The centrepiece is a pulsing glimpse of the mural that entices Chu into its fold: five satin-clad women whipping their manes to a pounding techno beat. The vibe is penetrating, but so is the male gaze. Who are these temptresses? Perched on a platform, backs arched, they’re sirens, nymphs, witches, lionesses—anything but individuals who need and want, think and feel.
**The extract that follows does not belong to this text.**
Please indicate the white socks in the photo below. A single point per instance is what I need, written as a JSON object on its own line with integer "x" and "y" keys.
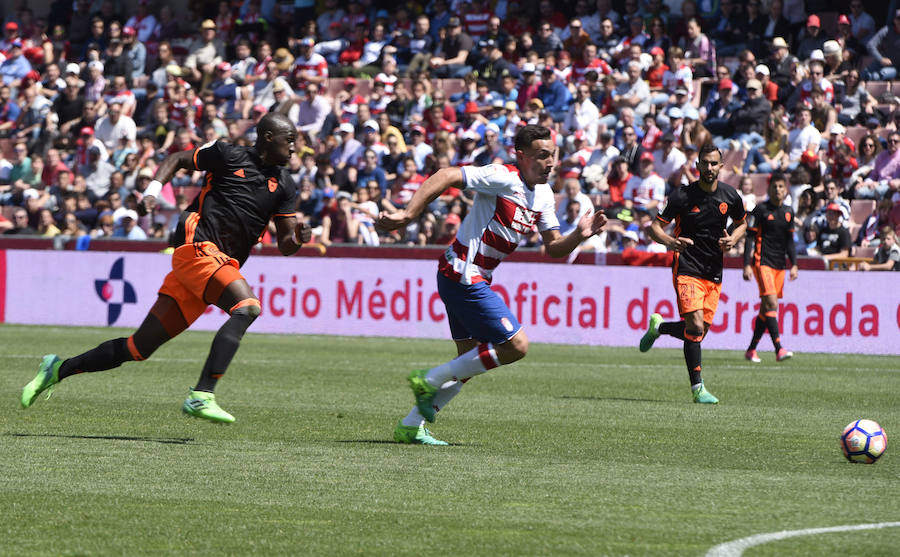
{"x": 474, "y": 362}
To be fair, we see a few peeks into the mind of Chu’s object of affection (Margaux Coucharriere), who reaches for her lover with elegant, lyrical grasps but later tenses as she prepares for their wedding. Dressed in white, long hair flowing, she’s a virginal object to be adored—a conventional trope in ballet. But this is no “Swan Lake;” the language is decidedly contemporary. It seems like a missed opportunity not to forge a more dynamic love story with it.